The Obama administration will continue the Bush administration’s practice of sending terror suspects to third countries for detention and interrogation, but will monitor their treatment to insure they are not tortured, administration officials said on Monday.

The administration officials, who announced the changes on condition that they not be identified, said that unlike the Bush administration, they would give the State Department a larger role in assuring that transferred detainees would not be abused.

“The emphasis will be on insuring that individuals will not face torture if they are sent over overseas,” said one administration official, adding that no detainees will be sent to countries that are known to conduct abusive interrogations.

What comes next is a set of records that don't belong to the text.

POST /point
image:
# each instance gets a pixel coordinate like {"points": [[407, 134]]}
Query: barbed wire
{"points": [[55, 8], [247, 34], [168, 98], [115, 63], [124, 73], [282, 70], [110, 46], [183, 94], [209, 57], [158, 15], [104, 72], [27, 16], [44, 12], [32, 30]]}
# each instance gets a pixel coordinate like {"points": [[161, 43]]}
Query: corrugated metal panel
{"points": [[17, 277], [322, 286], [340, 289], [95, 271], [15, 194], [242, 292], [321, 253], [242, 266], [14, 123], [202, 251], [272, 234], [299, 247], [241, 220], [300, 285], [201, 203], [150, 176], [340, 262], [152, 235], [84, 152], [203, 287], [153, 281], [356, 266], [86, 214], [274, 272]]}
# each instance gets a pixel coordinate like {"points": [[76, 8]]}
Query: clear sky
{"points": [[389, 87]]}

But human rights advocates condemned the decision, saying it would permit the transfer of prisoners to countries with a history of torture and that promises of humane treatment, called “diplomatic assurances,” were no protection against abuse.

Of course, there is only one reason to ship detainees to other countries for interrogation: to subject them, in the sanitized language of NPR, to extreme interrogation practices. Otherwise, why send them elsewhere at all?

So, the real purpose of these purported policies changes is something different, as I said in February:

Obama is smarter than Bush, and doesn't want to undertake travels abroad with his family under a cloud of war crimes charges after leaving the White House, so he's creating a paper trail to create a defense of plausible deniability. After all, you wouldn't want them to be afraid to enjoy themselves in Madrid, Barcelona, Paris or London, would you? A few weeks after he leaves office, the media will then feel free to expose the horrors of what he permitted on his watch.

And, naturally, this goes all the way down the chain of command, to the military and intelligence officers in the field who order renditions. They need a documentary record to conceal what they are really doing, so as to eliminate any possible legal exposure, such as, for example, the exposure that remains for some CIA interrogators and contractors.